Of the several lines of consumer basketball hoops manufactured by Lifetime Products, its Mammoth series is as close as you can come to the experience of playing on a professional goal. With dunk-withstanding spring-flex rims, real glass backboards encased in black steel and a single-pole anchoring system that minimizes wobble and vibration while allowing for precision leveling, Mammoth goals are built to withstand ferocious gameplay. Installing one of these hoops begins with careful location planning, as well as the necessary mixing and leveling for a solid foundation.
Things You'll Need
- Six Adults
- Two adjustable wrenches
- Two 1/2" wrenches
- Socket set
- 9/16" Wrenches
- 3/4" Wrenches
- Hammer (or mallet)
- Phillips head screwdriver
- Tape measure
- Electric drill
- Carpenter's Level
- Water supply
- Two ladders
- twenty 80-90 pound bags of concrete mix
- Pre-packaged nuts, bolts and assembly pieces
Pick the exact spot where the hoop will go and dig 48 inches deep square hole measuring 21 inches across. The near edge of the hole should line up to he basketball playing surface, be it a street, driveway or court.
Screw a 5/8-inch hex nut all the way down on each j-bolt, then insert the threaded ends through the corresponding holes in the j-bolt template. Once you secure these bolts with 5/8-inch hex nuts, insert the bolts down through the center hole in the j-bolt template and tighten the nut coupler securely onto the bolt.
Mix the concrete in accordance with the instructions on the bag, then pour the wet concrete into your hole, leaving about 18 inches of space to the top. Then push the four 36-inch rebars firmly into the bottom of the hole, arranging them in a square 8 inches wide. This way, each rebar piece will be next to the j-bolt when it's inserted into the cement.
Fill the rest of the hole with concrete, topping it off about 1/2-inch above the playing surface. Then center the j-bolt template over the hole, with the front end toward the playing surface. Insert the protruding ends of the j-bolts into the concrete and push down until the template sits flat.

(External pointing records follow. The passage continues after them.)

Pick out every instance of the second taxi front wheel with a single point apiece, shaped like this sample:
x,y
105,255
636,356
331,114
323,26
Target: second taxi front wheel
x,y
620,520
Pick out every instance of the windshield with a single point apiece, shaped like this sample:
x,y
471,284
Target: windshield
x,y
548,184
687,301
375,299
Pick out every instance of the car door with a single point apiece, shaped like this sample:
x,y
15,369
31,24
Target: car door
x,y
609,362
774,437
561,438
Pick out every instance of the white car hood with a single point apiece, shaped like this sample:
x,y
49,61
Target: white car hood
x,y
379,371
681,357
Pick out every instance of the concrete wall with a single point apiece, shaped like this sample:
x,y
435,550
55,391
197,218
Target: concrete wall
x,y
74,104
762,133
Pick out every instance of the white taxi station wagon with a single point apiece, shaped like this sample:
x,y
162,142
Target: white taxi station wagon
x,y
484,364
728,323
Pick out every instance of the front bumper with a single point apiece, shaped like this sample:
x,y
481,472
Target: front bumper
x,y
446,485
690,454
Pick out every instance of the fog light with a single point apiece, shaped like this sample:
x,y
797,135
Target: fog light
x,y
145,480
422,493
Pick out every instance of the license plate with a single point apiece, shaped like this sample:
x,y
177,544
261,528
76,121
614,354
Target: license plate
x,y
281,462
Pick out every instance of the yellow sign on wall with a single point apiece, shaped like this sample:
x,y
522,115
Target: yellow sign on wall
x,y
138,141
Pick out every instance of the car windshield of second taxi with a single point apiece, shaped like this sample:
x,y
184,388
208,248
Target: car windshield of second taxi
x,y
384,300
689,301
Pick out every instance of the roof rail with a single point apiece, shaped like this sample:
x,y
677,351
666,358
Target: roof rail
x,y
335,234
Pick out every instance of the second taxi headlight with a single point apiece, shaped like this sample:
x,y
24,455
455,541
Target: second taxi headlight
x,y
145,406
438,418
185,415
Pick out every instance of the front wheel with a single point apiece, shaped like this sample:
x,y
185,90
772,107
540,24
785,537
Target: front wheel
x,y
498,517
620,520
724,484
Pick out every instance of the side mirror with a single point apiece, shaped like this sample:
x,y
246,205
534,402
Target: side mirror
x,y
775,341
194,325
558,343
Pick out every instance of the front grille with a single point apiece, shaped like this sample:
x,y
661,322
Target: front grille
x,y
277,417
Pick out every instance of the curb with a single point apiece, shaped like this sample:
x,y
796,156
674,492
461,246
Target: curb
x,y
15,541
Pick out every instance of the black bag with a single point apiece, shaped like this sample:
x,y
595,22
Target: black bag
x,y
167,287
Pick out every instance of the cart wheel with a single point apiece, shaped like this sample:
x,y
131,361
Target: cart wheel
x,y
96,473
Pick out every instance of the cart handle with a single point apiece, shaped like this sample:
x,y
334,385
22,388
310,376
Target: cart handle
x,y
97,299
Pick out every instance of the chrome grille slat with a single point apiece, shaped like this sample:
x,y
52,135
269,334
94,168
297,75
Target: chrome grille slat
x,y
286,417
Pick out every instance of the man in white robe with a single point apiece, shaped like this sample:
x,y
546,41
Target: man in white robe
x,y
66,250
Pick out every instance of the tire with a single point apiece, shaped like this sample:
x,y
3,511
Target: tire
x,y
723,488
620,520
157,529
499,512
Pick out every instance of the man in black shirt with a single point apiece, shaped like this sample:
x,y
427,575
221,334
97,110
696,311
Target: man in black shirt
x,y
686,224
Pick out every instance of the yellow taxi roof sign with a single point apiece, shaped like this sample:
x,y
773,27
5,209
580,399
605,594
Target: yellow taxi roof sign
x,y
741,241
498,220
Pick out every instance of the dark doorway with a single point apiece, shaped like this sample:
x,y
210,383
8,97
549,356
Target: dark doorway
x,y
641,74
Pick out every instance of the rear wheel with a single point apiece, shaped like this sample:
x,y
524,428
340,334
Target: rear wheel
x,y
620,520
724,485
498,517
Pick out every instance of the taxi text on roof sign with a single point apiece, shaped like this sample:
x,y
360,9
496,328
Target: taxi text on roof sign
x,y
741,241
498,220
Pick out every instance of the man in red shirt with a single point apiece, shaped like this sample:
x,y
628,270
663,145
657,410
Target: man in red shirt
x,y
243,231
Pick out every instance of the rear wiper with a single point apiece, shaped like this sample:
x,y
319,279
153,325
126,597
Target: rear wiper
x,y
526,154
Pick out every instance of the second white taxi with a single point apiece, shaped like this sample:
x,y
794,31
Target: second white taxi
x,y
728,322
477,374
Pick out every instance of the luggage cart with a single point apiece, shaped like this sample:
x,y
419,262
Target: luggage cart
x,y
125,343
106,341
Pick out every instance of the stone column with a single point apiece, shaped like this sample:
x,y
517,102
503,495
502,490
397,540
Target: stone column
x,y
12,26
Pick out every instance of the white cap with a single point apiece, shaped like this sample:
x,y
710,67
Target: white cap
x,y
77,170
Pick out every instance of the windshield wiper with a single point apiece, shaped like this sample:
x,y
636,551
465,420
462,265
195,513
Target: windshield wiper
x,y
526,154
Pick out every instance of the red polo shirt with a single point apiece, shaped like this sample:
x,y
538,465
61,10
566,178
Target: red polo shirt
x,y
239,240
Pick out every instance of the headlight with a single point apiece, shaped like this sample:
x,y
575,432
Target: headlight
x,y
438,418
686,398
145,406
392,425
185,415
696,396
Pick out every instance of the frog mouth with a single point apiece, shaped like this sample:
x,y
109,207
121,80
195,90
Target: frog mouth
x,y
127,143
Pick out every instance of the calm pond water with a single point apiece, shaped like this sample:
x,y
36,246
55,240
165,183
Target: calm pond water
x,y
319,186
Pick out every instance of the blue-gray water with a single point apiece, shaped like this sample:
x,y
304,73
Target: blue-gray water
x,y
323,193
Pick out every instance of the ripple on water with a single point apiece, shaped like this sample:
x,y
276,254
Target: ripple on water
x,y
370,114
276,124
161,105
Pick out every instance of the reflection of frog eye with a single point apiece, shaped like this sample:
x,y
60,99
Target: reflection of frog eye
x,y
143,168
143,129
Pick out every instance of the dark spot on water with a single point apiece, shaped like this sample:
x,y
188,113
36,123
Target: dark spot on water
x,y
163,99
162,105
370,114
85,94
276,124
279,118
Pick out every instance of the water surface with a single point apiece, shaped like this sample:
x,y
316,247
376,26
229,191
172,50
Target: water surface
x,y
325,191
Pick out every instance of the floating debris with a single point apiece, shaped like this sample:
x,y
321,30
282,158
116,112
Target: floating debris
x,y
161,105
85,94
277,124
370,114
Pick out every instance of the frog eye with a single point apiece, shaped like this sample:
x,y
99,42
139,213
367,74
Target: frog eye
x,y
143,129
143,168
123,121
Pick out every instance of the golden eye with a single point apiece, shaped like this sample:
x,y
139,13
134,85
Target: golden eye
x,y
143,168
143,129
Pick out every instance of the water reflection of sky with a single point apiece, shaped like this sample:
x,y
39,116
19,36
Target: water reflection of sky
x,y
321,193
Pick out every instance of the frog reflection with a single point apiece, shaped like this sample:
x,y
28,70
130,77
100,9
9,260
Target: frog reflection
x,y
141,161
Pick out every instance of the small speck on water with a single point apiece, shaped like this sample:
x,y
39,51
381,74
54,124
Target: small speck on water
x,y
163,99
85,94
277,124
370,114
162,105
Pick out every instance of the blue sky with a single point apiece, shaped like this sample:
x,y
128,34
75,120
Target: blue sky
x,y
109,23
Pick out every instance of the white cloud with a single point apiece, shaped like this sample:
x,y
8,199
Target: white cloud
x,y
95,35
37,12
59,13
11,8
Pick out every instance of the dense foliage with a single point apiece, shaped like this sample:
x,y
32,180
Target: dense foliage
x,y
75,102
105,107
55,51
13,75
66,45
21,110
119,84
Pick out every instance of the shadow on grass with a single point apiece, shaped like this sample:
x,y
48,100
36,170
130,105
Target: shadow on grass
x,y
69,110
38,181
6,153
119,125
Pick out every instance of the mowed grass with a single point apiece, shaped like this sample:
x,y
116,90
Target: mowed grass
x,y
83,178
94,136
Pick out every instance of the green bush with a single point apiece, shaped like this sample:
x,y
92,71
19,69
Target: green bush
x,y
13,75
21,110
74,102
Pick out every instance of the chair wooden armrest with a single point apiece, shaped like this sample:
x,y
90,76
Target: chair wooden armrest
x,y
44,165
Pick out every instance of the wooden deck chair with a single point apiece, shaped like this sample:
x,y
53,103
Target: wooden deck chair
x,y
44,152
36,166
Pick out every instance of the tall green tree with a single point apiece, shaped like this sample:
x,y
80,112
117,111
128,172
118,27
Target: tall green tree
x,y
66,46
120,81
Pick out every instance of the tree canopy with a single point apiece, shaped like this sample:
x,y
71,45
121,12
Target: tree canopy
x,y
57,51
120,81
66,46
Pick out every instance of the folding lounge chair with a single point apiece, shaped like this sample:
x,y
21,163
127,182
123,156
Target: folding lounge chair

Use a carpenter's level to make sure the template is level with the playing surface, and clean off any concrete left on the template, or the above-ground ends of the j-bolts. After three days, the concrete will cure and the base installation will be complete. All that remains is the assembly of the pole and hoop itself, for which you can refer to the instruction manual for model-specific instructions.